İcra takiplerinde borçlunun, takip başlatılmadan önce veya takip başlatıldıktan sonra, ancak hacizden önce elinden çıkarttığı malvarlıkları bakımından, bu tasarruflarını sınırlandıracak herhangi bir kısıtlama bulunmamaktadır. Bununla birlikte; alacaklının, borçluya karşı yapmış olduğu icra takibinin, alacağına kavuşamayarak sonuçsuz kalması ve başarısızlığa uğramasıyla, alacaklıya İİK m.277 vd. hükümleri uyarınca borçlunun elinden çıkarmış olduğu malvarlıkları bakımından iptal davası açma hakkı tanınmıştır.

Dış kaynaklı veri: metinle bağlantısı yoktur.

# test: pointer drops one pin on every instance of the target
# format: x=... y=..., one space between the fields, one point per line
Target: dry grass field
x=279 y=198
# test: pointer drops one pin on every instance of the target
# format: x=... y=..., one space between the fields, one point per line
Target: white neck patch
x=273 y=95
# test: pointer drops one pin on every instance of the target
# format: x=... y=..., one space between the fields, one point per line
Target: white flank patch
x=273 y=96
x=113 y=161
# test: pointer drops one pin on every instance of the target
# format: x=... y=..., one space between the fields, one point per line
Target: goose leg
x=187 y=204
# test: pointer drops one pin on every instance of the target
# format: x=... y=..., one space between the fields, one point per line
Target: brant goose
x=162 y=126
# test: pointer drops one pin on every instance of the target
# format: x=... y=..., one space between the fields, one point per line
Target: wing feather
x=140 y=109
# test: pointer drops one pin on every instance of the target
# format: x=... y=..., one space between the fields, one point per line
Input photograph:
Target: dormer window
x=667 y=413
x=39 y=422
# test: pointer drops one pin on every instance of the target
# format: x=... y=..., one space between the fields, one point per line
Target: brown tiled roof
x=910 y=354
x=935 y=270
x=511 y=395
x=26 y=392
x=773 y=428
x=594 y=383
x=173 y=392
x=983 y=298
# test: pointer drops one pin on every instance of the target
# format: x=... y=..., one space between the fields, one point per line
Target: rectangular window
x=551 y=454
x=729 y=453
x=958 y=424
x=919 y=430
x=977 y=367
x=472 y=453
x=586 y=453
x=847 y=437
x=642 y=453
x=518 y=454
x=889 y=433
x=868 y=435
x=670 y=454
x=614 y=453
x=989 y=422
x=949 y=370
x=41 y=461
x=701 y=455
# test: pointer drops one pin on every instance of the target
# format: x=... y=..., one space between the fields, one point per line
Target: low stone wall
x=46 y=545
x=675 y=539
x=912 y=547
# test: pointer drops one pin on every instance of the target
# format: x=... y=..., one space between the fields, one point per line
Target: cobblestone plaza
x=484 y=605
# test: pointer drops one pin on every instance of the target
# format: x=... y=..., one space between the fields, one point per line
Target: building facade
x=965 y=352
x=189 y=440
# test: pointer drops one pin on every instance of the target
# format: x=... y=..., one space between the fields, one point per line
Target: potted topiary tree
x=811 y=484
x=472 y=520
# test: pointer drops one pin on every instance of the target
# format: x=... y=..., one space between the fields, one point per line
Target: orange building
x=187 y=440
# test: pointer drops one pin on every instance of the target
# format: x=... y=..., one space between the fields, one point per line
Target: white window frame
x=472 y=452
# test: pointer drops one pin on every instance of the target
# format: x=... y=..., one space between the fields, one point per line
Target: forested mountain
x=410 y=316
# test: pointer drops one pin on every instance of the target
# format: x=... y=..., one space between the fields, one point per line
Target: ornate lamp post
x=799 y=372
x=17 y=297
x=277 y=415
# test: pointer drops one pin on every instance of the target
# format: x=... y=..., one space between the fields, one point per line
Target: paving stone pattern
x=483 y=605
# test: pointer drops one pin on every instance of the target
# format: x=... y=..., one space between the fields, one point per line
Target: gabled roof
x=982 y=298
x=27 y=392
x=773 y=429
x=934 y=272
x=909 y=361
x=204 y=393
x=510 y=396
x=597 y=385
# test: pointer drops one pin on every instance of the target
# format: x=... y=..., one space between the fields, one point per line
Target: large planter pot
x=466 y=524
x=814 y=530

Alacaklı, kendisinden mal kaçırmak isteyen kötü niyetli borçlunun elinden çıkardığı malvarlıkları için İİK m.277 vd. hükümlerine göre tasarrufun iptali davası açabileceği gibi, gerçekleştirilen tasarrufun muvazaalı olarak yapıldığını ispatlayarak TBK m.19 hükmüne göre de işlemin hükümsüzlüğünü isteyebilir. Üzerinde birçok tartışmanın yapıldığı bu iki dava, hizmet ettikleri amaç aynı olsa da nitelikleri ve kötüniyetli borçluya olan yaptırımları birbirinden çok farklı olan iki davadır. Bu sebeple, kanunda yaptırımı hükümsüzlük olan muvazaa kurumuna, İİK m.227 vd. maddelerinde düzenlenen iptal kurumunun hükümlerini uygulamak, birbirinden çok farklı olan iki davayı birleştirip karıştırmak, kanunen alt yapısı olmayan yeni bir dava türü yaratmak olacaktır.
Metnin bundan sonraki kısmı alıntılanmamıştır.